Managing Imported Models (New)

In addition to using the hosted pretrained models in OCI Generative AI, you can import supported open source and third-party models (for example, from Hugging Face) into OCI Generative AI, host them, create endpoints, and use them like any other model.

Hugging Face Prerequisites

Before you import a model directly from Hugging Face:

  • Decide which supported model from Hugging Face to import and note its recommended dedicated AI cluster unit size.
  • To access and use some models, you need a Hugging Face token, especially the more recent and gated versions such as Llama 3 and Llama 3.1 For these models, generate an access token from your Hugging Face account settings under Access Tokens. Ensure it has the necessary permissions (at least "read" access).

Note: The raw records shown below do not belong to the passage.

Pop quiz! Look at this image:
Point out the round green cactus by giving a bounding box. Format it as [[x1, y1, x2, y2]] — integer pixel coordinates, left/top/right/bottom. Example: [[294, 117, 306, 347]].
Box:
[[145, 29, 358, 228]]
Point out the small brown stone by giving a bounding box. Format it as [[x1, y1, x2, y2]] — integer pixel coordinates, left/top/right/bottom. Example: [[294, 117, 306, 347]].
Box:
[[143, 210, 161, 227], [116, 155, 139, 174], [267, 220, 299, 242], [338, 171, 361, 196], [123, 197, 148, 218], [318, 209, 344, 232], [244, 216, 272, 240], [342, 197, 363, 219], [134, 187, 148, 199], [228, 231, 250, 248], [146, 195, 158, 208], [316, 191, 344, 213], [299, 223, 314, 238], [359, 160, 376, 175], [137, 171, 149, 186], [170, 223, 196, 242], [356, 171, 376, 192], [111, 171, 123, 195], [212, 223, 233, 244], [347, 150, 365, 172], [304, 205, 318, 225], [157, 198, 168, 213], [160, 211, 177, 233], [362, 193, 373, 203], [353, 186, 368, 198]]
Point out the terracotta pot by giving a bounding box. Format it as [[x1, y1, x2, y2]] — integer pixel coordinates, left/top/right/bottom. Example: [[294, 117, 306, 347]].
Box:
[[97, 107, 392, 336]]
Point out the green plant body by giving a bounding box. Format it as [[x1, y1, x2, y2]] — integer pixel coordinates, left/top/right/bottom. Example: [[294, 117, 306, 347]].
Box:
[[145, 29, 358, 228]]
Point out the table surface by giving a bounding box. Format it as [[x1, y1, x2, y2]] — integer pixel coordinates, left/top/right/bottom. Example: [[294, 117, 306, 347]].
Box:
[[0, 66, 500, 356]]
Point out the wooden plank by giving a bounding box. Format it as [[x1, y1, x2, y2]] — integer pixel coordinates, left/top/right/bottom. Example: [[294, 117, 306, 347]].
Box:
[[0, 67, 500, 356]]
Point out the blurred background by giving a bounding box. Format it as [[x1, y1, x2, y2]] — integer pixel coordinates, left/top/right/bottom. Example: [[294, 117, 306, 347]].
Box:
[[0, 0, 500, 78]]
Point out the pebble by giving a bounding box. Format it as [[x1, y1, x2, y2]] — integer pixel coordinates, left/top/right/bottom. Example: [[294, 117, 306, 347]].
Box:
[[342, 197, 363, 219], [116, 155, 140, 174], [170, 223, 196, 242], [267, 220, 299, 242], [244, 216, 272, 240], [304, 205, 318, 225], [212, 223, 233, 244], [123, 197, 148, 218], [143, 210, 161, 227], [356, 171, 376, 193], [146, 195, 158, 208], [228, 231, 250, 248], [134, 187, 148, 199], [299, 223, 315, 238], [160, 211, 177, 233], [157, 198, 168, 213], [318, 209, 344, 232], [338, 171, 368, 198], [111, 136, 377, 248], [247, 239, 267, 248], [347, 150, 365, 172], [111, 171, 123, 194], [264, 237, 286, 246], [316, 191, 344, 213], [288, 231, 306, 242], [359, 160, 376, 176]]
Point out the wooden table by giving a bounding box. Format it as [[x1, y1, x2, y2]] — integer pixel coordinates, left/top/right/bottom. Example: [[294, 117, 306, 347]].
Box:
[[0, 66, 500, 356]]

Object Storage Prerequisites

Before you import a model from an Object Storage bucket:

  • If you're not an OCI admin, ask one to give you IAM permission to manage Object Storage in your compartment:
    allow group <your-group-name> to manage object-family in compartment <compartment-with-bucket>
                                
  • Decide on a model that works with the /v1/chat/completions endpoint—only these models are supported.
  • Ensure the model supports only one of these capabilities:
    • TEXT_TO_TEXT: text in, text out
    • IMAGE_TEXT_TO_TEXT: image or text or both in, text out
    • EMBEDDING: text in, vector embeddings out
    • RERANK: query and candidate documents in, relevance scores and a reordered list out
  • Save model artifacts in an Object Storage bucket.
  • Important: The configuration file must be called config.json for a successful import, similar to most Hugging Face models.

Resource Request & Pricing

To reach an imported model, you create an endpoint for that model on a dedicated AI cluster. Use the following table to request for dedicated AI cluster resources before you import a model.

Dedicated AI Cluster Unit Sizes for Imported Models
Dedicated AI Cluster Unit Size Limit Name Request Required Units AI Unit Count
A10_X1 dedicated-unit-a10-count 1 1.77
A10_X2 dedicated-unit-a10-count 2 3.54
A10_X4 dedicated-unit-a10-count 4 7.08
A100_40G_X1 dedicated-unit-a100-40g-count 2 2.70
A100_40G_X2 dedicated-unit-a100-40g-count 2 5.40
A100_40G_X4 dedicated-unit-a100-40g-count 4 10.8
A100_40G_X8 dedicated-unit-a100-40g-count 8 21.60
A100_80G_X1 dedicated-unit-a100-80g-count 1 3.24
A100_80G_X2 dedicated-unit-a100-80g-count 2 6.48
A100_80G_X4 dedicated-unit-a100-80g-count 4 12.96
A100_80G_X8 dedicated-unit-a100-80g-count 8 25.92
H100_X1 dedicated-unit-h100-count 1 6.01
H100_X2 dedicated-unit-h100-count 2 12.02
H100_X4 dedicated-unit-h100-count 4 24.04
H100_X8 dedicated-unit-h100-count 8 48.08
H200_X1 dedicated-unit-h200-count 1 6.22
H200_X2 dedicated-unit-h200-count 2 12.44
H200_X4 dedicated-unit-h200-count 4 24.88
H200_X8 dedicated-unit-h200-count 8 49.76
Tip

To request the resources for the recommended dedicated AI cluster unit size, see requesting a resource limit.

To calculate the price, multiply the price for AI Unit Per Hour for Oracle Cloud Infrastructure Generative AI - Model Import on the Pricing Page Information page to the AI unit count on this page.